T. George tried dutifully as ever to open that small tight gate to ideas which were not always respectable at the tea table. While he never became immoral he had at least sniffed at a few unrespectable ideas, now and then, at the Science Club.
At the Science Club, with its zoological specimens in bottles, including one foetus entrusted to the Doctor between meetings, and the wrongly labelled rocks and the phial of (alleged) gold dust which the minutes said should be sold in the event of the club being wound up, they talked a lot about the need to see the truth in heresy. They quoted examples from the history of medicine but had been unable, to date, to find suitable heresies and, therefore, the truths within them. Or, at least, sufficient heresies for the monthly meetings of the Science Club.
Branton now said that the Greeks accepted male beauty, “and more”. It was his only contribution to any discussion—it was always the Greeks this or the Greeks that.
The meal was served by two of the young “usherettes” (a word Irving had taken from Los Angeles motion picture shows) and this relieved the unease, the men all commenting on the get-up of the usherettes. The wine was from Mudgee, sent down by someone’s cousin. The meal then lapsed into town talk despite T. George’s efforts to keep up the philosophical standard.

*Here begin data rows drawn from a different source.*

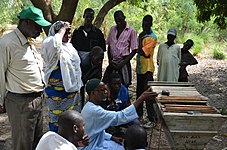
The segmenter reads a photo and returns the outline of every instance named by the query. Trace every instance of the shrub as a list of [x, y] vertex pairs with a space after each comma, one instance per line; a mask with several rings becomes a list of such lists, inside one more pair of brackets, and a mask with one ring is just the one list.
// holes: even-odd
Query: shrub
[[220, 45], [216, 45], [213, 48], [213, 58], [214, 59], [220, 59], [223, 60], [226, 58], [226, 54], [224, 53], [224, 51], [221, 49]]
[[204, 48], [204, 40], [200, 36], [192, 36], [192, 40], [194, 41], [192, 54], [196, 56], [202, 52], [202, 49]]

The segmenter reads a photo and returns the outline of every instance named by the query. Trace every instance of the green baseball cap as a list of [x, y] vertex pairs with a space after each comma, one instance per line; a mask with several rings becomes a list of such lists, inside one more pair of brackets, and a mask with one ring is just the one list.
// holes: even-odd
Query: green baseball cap
[[30, 19], [42, 27], [50, 26], [51, 23], [44, 19], [42, 10], [36, 7], [24, 8], [18, 16], [19, 19]]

The town bachelor, not the only one but the o
ne who filled the town’s idea of a dashing bachelor, Phillip, appeared at the door and looked in. He was the women’s hairdresser of the town and also something of a comedian.
Phillip cut a dash but was not Science Club material, nor, for that matter, Philosophers’ Circle, if that was what they were tonight.
Not having been invited, Phillip started off by saying that “good men do not have to be invited to a good party”, which he explained was a joke from politics.
A place was found for him. The table began though to play with Phillip, he being so genial a person, so playful and good spirited, and probably too because he was slightly effeminate and men behaved towards him as if towards a bright young thing. They, the men, began holding back laughter from his witticisms, sitting poker faced, almost sadistically allowing things that he said to stand, balanced as it were on one leg, seemingly forever. Phillip depended upon laughter to feed his babbling, he tended to say whatever came into his mouth and mostly it was funny, but he needed supporting laughter.
Phillip sensed that he was being played with and put on an act of leaving, pulling his coat over his head and pretending to sob. “I may as well give up,” he said. “There’s no laughter left in this town.” He said he might move to Milton, and “Who’s dead?” and “You should stop me if you’ve heard it before”.
Laughing, Doctor Trenbow signalled to the table that the game with Phillip was up. He suggested that Scribner make a toast.
Scribner was a university-educated man and liked to be seen as something of a bohemian. His toast was to “machinism—the beauty within the machine”.
“We have praised the body, now let us praise the machines.”
He turned to Irving. “Especially the cinema machine, the machine of illusory life.” Scribner spoke too of the need to rebel against “pretty things”, to look for beauty in the clank and steam and grit, not in the paintings of cows and sunflowers.